Experience With the Corporate Alternative Minimum Tax
GGD-95-88: Published: Apr 3, 1995. Publicly Released: Apr 3, 1995.
- Full Report:
Pursuant to a congressional request, GAO provided information on the corporate alternative minimum tax (AMT), focusing on: (1) the corporations that paid AMT between 1987 and 1992; (2) whether AMT achieved its purpose; and (3) how AMT might affect corporate investment.

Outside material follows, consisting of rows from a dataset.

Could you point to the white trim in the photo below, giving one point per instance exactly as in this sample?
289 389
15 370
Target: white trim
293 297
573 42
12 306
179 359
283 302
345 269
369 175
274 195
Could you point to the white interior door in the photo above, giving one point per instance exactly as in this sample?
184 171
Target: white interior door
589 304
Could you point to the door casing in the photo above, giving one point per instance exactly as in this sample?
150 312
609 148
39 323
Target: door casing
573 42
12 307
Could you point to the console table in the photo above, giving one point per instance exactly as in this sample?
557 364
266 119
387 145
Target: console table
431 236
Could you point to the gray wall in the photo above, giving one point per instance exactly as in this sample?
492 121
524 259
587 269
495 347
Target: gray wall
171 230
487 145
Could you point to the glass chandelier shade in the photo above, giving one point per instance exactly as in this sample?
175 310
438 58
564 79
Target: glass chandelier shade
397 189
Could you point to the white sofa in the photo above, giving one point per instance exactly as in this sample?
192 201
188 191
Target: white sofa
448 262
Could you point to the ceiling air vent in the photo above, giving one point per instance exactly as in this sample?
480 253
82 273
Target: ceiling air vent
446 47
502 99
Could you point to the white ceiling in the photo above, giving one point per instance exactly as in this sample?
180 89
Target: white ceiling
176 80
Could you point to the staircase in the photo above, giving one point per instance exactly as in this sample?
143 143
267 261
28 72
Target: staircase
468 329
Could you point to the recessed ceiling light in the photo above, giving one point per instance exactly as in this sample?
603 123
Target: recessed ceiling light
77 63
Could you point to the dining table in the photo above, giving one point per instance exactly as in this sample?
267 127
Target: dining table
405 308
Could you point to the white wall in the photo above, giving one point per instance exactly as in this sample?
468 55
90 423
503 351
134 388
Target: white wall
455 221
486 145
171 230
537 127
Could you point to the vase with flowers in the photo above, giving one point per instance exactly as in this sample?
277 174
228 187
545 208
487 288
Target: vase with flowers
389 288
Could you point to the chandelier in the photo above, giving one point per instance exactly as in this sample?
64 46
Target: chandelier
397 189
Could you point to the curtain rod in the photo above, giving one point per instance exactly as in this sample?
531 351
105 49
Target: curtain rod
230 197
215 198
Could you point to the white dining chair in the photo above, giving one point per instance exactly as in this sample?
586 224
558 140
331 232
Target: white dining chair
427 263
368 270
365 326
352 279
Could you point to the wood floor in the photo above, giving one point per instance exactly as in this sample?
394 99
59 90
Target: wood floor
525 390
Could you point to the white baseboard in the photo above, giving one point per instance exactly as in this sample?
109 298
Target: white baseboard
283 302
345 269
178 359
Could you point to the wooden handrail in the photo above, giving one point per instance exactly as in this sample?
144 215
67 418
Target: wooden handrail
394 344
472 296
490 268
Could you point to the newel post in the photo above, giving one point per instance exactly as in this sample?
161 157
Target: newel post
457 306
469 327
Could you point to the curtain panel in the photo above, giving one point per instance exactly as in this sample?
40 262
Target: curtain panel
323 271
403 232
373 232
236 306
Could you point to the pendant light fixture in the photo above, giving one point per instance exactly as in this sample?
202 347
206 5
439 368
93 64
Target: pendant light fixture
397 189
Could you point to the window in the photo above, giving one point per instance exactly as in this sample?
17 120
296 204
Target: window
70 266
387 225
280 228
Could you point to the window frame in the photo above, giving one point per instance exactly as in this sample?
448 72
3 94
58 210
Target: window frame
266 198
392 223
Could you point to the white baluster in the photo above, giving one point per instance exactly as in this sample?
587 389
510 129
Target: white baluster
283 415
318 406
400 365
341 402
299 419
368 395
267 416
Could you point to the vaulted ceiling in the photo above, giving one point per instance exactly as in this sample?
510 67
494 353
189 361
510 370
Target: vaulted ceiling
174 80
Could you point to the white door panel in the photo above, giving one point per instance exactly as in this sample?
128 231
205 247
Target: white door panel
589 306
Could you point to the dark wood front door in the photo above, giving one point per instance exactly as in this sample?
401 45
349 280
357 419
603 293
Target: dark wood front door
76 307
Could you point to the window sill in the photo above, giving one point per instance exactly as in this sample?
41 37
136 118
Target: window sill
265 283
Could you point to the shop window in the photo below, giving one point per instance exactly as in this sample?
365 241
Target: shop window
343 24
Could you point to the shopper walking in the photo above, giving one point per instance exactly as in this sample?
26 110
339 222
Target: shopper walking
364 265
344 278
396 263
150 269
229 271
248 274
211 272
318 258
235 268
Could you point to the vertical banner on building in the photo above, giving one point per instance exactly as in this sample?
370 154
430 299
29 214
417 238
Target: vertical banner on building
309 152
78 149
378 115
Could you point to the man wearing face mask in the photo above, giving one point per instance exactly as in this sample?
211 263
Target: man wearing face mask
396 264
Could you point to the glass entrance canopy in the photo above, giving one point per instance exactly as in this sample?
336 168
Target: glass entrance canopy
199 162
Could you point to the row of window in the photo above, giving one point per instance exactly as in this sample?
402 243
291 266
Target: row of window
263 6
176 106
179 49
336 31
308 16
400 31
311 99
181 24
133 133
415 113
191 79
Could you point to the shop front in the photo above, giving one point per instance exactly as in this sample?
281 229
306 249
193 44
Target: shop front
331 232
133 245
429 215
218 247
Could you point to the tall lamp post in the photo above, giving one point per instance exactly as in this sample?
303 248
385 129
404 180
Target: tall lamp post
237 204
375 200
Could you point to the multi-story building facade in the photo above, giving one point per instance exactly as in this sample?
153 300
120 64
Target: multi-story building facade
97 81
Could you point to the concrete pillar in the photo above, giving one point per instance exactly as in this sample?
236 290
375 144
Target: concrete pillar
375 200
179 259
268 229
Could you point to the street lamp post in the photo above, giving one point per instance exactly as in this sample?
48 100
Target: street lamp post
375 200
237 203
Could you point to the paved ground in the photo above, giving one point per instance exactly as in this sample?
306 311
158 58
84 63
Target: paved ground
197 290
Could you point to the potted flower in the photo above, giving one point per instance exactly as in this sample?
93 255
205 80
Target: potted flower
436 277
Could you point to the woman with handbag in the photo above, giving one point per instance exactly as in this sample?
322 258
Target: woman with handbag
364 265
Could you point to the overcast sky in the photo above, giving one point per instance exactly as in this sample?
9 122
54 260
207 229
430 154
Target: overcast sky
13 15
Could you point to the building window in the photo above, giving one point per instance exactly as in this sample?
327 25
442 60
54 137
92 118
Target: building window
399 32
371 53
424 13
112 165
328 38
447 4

GAO found that: (1) AMT accelerated tax payments of $27.4 billion and corporations used credits totalling $5.8 billion from 1987 to 1992; (2) at the end of 1992, corporations had accumulated $21.6 billion in credits that would result in lower tax revenues in the future; (3) of the 2.1 million corporations subject to AMT, 2,000 large corporations paid 85 percent of all AMT in 1992; (4) the two AMT provisions that produced the largest increases in taxable income were the depreciation adjustment, used by 87 percent of all AMT payers, and the adjusted current earnings adjustment, used by 67 percent of all AMT payers; (5) manufacturing, transportation, and finance industries paid the most AMT; (6) AMT has achieved its objectives of making profitable corporations pay tax and causing corporations that report positive amounts of income in a particular year to pay some tax in that year; (7) the effects of AMT on corporate investment are unclear due to insufficient data; and (8) while AMT might reduce present cash flows, future cash flows may be enhanced as taxpayers recover AMT credits.